My supply of ketamine is under threat and you should be worried.

I’m not a recreational drug taker. I’m an anaesthetist, and for me ketamine is medicine.

In rural hospitals in Nigeria, injecting the drug is essential for pregnant women to have safe ceasareans, and for us to be able to insert IVs for fluids and attach the required monitors to children prior to an operation without a struggle. It can be used for preventing pain during or after surgery. Some of my colleagues even advocate the use of oral ketamine in soda for procedures in the accident and emergency department. 

Because it is very cheap compared to other anaesthetic drugs and can be administered in many different ways, ketamine has become the preferred anaesthetic agent in low and middle income countries (LMICs). It is on the essential drug list of the World Health Organisation with a potential to offer safe and affordable surgical and anaesthesia care for the 5 billion people, who would otherwise lack access to basic surgical care. It is the one anaesthesia drug that non-trained anaesthesists such as nurses and health assistants can be taught how to use safely to supplement the surgical workforce shortages in many developing countries. It is also the only anaesthetic that does not require piped oxygen, electricity or anaesthetic equipment.

Ketamine

So, why on earth would you want to make it difficult to get a drug that can offset the gross inequity in access to surgical care? 

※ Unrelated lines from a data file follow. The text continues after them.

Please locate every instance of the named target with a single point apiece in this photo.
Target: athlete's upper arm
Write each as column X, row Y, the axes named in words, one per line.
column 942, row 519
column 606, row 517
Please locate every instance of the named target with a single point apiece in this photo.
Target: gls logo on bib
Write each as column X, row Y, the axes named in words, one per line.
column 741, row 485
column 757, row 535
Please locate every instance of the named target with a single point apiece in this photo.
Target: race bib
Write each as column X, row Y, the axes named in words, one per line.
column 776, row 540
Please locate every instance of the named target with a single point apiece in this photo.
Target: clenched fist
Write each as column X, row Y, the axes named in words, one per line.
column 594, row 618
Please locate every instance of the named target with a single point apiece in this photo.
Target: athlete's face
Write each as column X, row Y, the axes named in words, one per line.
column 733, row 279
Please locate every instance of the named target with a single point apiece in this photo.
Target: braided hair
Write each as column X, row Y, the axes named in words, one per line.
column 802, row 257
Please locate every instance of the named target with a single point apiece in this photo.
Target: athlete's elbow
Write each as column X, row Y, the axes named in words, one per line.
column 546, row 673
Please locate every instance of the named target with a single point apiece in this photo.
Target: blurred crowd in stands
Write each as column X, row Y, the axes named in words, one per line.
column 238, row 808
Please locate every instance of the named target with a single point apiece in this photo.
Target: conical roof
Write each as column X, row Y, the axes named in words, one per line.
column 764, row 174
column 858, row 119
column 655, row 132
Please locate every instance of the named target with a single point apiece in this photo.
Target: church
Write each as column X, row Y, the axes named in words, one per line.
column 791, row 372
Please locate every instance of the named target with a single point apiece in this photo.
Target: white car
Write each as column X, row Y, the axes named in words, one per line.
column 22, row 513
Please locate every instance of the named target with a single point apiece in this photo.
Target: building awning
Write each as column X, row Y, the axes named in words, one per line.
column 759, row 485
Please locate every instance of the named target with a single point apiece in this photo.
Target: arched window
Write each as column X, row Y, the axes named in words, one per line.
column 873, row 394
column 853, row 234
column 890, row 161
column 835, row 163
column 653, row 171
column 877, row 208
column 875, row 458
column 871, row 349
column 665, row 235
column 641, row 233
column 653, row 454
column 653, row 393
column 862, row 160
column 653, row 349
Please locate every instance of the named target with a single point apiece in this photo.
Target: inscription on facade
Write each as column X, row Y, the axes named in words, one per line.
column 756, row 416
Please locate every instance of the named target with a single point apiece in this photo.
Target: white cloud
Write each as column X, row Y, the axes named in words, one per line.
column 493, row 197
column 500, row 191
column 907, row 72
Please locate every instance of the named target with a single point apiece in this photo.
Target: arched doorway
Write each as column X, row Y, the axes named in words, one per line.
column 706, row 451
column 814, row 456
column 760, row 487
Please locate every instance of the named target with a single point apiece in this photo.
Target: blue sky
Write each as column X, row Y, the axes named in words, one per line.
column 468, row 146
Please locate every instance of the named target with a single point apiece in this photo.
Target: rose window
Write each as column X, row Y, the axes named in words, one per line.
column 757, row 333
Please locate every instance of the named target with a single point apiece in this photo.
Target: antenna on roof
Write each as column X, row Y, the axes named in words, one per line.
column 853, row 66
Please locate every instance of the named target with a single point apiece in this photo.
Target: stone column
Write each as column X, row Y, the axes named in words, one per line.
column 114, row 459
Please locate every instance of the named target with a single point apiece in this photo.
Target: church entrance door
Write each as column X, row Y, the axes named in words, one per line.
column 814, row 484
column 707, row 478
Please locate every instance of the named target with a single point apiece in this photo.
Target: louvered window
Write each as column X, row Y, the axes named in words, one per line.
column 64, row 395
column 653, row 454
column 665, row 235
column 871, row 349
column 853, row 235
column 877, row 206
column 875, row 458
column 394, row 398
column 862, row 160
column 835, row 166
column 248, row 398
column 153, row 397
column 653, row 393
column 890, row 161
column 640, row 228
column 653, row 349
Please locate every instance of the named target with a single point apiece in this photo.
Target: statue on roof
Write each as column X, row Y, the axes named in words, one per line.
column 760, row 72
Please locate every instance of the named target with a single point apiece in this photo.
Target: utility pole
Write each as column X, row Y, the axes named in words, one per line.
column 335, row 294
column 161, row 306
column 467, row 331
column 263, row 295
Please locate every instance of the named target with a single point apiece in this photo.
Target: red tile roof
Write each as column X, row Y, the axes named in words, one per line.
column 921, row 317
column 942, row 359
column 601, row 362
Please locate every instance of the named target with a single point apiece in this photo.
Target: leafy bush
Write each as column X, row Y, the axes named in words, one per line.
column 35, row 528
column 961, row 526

The problem is the abuse and increased illicit use of ketamine as a party drug in Asia. China is one of the world’s largest producers of the drug but the smuggling and trafficking of illicitly produced ketamine across Asia has pushed the Chinese government to call for greater restrictions on ketamine.

 sympathise with their situation but their most recent proposal to the United Nations was to place ketamine under an international control known as scheduling. This would mean that countries that want to buy the drug and use it would have to state how much they intended to import each year and would not be able to buy any more. But in practice, like we saw with the scheduling of morphine, the supply chain would be severely affected and ketamine would become unavailable in more remote areas. Luckily, proposals made in March 2014 and March 2015 have both failed. That doesn’t mean though that China won’t make another attempt to have the drug scheduled in 2016.